Minik avuçları arasına sıkıştırdığı göz alıcı beyaz şebboyları bana uzatıp gülümsedi. Bayağı müddettir elinde tutuyor olmalıydı. Zira hafiften solmuş ve bezmiş bir haldeydi çiçekler. Benim için kim bilir nereden toplamıştı onları. Onunla aynı hizaya gelebilmek için eğildim. Gözlerimiz buluştu. Upuzun siyah kirpiklerini birbirine vurarak gözlerini kırpıştırdı ve
“ Bunlar senin için. Artık ağlama olur mu? “
Omuzlarımı bezginlikle silkerek
“ Bilmem. Olur mu? Bir de sen onlara söylesen, artık akmasalar. Olur mu? “
İri gözlerini duyduğu şeyin şaşkınlığıyla büyüterek bana doğrulttu ve
“ Beni duyarlar mı ki! Dahası dinlerler mi! – Göz bebeklerimin içine bakarak- Hey, bana baksanıza! Ondan ne istiyorsunuz, daha ne kadar canı yanacak. Artık durun lütfen.! “
Masum bir çocuğun gözyaşlarımı konuşarak ikna edebileceğini sandığı bir dünya gerçek olsaydı keşke. Onun bu ikna çabası, diğer insanlara bir ibret olsaydı.

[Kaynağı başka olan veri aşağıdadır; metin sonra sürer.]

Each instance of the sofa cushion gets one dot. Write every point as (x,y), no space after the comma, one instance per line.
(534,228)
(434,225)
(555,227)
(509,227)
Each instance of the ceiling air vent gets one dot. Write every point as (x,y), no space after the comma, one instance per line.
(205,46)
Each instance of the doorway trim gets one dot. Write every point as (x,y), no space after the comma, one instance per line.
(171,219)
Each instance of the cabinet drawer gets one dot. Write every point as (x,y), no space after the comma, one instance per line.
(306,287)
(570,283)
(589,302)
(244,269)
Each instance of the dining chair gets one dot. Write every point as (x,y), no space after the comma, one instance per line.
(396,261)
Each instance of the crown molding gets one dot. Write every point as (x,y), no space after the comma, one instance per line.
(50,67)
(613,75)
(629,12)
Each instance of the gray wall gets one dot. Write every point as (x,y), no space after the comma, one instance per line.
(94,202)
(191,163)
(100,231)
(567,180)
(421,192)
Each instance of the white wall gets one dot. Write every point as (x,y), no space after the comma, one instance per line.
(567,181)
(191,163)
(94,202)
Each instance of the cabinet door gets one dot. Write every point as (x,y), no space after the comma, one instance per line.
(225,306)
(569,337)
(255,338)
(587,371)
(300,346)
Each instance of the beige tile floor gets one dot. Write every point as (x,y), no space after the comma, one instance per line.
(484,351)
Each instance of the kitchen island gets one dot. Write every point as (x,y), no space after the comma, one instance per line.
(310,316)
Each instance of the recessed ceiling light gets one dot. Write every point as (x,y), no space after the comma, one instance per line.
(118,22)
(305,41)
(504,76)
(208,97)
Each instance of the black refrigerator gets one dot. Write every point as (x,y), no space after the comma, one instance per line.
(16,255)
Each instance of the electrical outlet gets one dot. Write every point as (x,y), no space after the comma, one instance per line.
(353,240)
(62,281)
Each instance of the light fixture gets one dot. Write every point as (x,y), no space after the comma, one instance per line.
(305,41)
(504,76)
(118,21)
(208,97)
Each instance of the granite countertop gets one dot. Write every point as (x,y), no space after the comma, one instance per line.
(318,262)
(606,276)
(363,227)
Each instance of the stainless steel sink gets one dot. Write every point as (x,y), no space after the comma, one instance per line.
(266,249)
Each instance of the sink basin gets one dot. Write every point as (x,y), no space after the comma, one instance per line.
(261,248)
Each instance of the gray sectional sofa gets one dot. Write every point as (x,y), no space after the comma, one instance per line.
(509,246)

Başını okşadım ve ayağa kalkıp gerisin geri yürümeye başladım derken çocuk birden yüksek sesle konuşmaya başlayarak
“ Hey! Dursana! Şey ne deniyordu bunlara? -Minik parmağını başına koyup bir süre düşündü- Şe,şe, şebboy, evet şebboy. Annem böyle söylemişti. Senin için topladım dedim ya. Almadan mı gideceksin? “
dedi ve koşturarak yanıma vardı ve minik parmaklarını bana uzattı. Avuçlarına sakladığı şebboyları teslim aldım. Bir kez daha başını okşadım. O anda
“ O kadar da rica ettim, bak hala döküyorlar kendilerini. “
Ağlıyordum. Akan gözyaşlarıma ithafen böyle söylüyordu. Şu masum çocuk onları ikna ettiğini sanmıştı. Keşke kendimi tutabilseydim de benim gibi onun da saf inancı paramparça olmasaydı.

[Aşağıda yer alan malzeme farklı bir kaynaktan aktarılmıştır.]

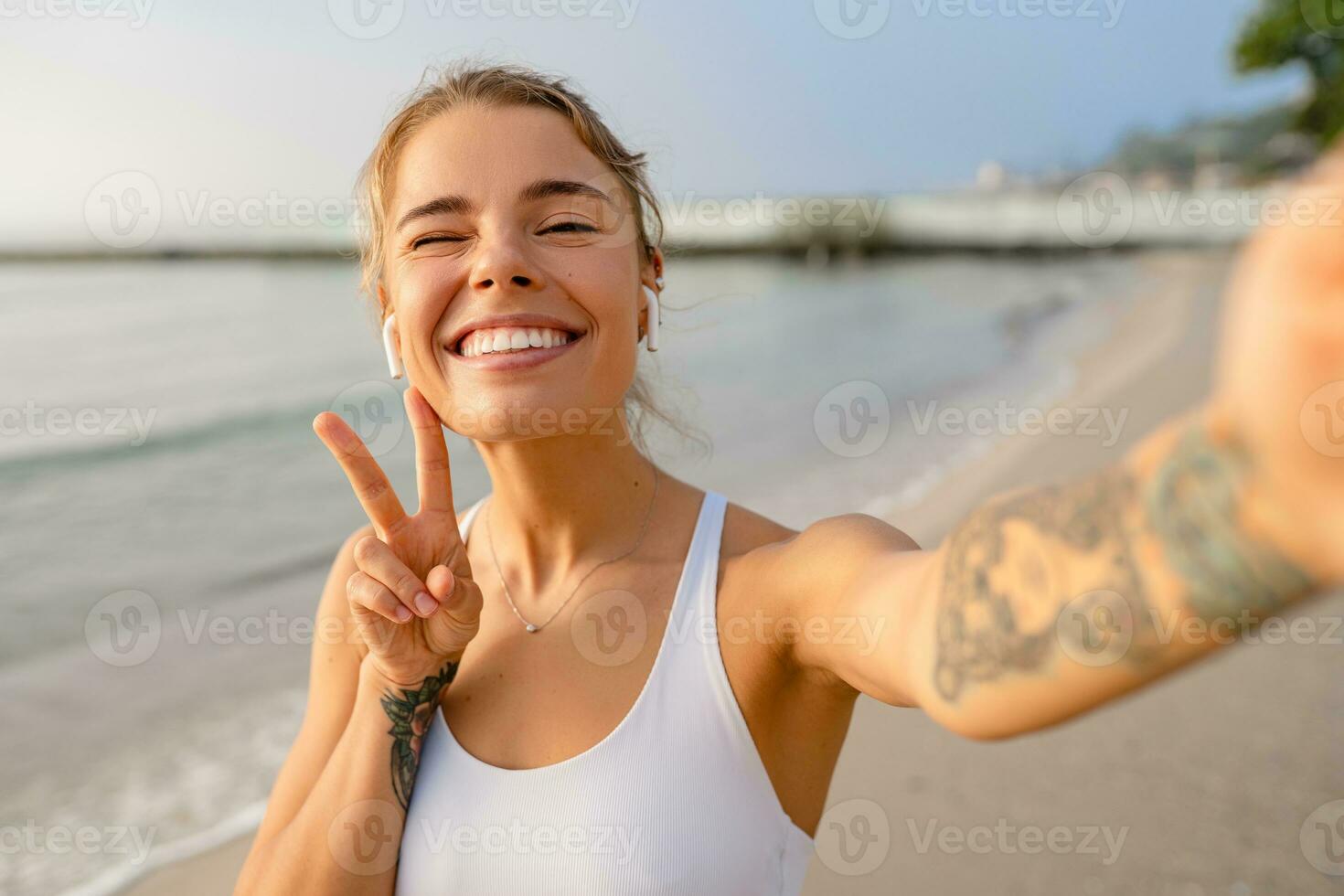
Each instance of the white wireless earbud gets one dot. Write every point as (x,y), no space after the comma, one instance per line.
(394,360)
(655,314)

“ Sen bakma onlara. Onlar diğerlerinden müstesna*. Yani mutlu oldum ya ben şimdi, ondan ortaya çıktılar.”
“ Olsun sen yine de ağlama. Çünkü ağlayınca çirkin oluyorsun.”
Yeryüzünde şu çocuklar kadar masum ve dürüstü var mıydı? O böyle deyince
“ Haklısın”
Diyerek gülmeye başladım.
“ Bak işte şimdi çok güzelsin. Hep böyle kal. Onlara da söyle, sözlerinde dursunlar.”
“ Peki, senin aklın bende kalmasın. Bir daha ne olursa olsun ortaya çıkmayacaklar. Sana söz verdiklerini iletmemi söylediler. “
Bunu dedikten sonra ikimiz de birbirimize bakıp tebessüm ettik. O da bende arkamızı dönüp kendi yolumuza yürüdük. İnsanın bazen bir çocuktan bile alacağı bir ders olur. Ben o dersi bu çocuktan almıştım. Elime tutuşturduğu beyaz şebboyları burnuma yaklaştırarak kokladım ve birden arkamı döndüm. Büyüleyici güzelliğinin yanında bu çiçeğin kendine has müthiş bir kokusu da vardı. Uzaklaşıp kaybolmak üzere olan çocuk da geriye dönmüştü. Birbirimizi bu mesafeden bile seçebilmiştik. Kolunu kaldırıp bana neşeyle el salladı. Bende ona aynı sevinçle karşılık verdim.
Eve gelir gelmez ilk iş çiçeklerimi güzel bir vazonun içine yerleştirdim ve karşılarına geçerek onları seyre daldım. Neden sonra aklıma acaba çocuk neden bu çiçeği tercih etti, özel bir anlamı var mı diye bir soru düştü ve bilgisayarımı açıp ufak bir tahkikat yaptım. Evet sahiden de bu çiçeğin her rengini farklı bir manası varmış ve onun bana hediye ettiği beyaz şebboy saflık ve temizlik anlamını ifade edermiş. O bana sadece çiçek değil, taşıdığı saflığı ve iyiliği de vermişti. Çiçeklerimin yanına giderek onları bir kez daha içtenlikle kokladım ve gülümsedim. Tıpkı onun benden istediği gibi.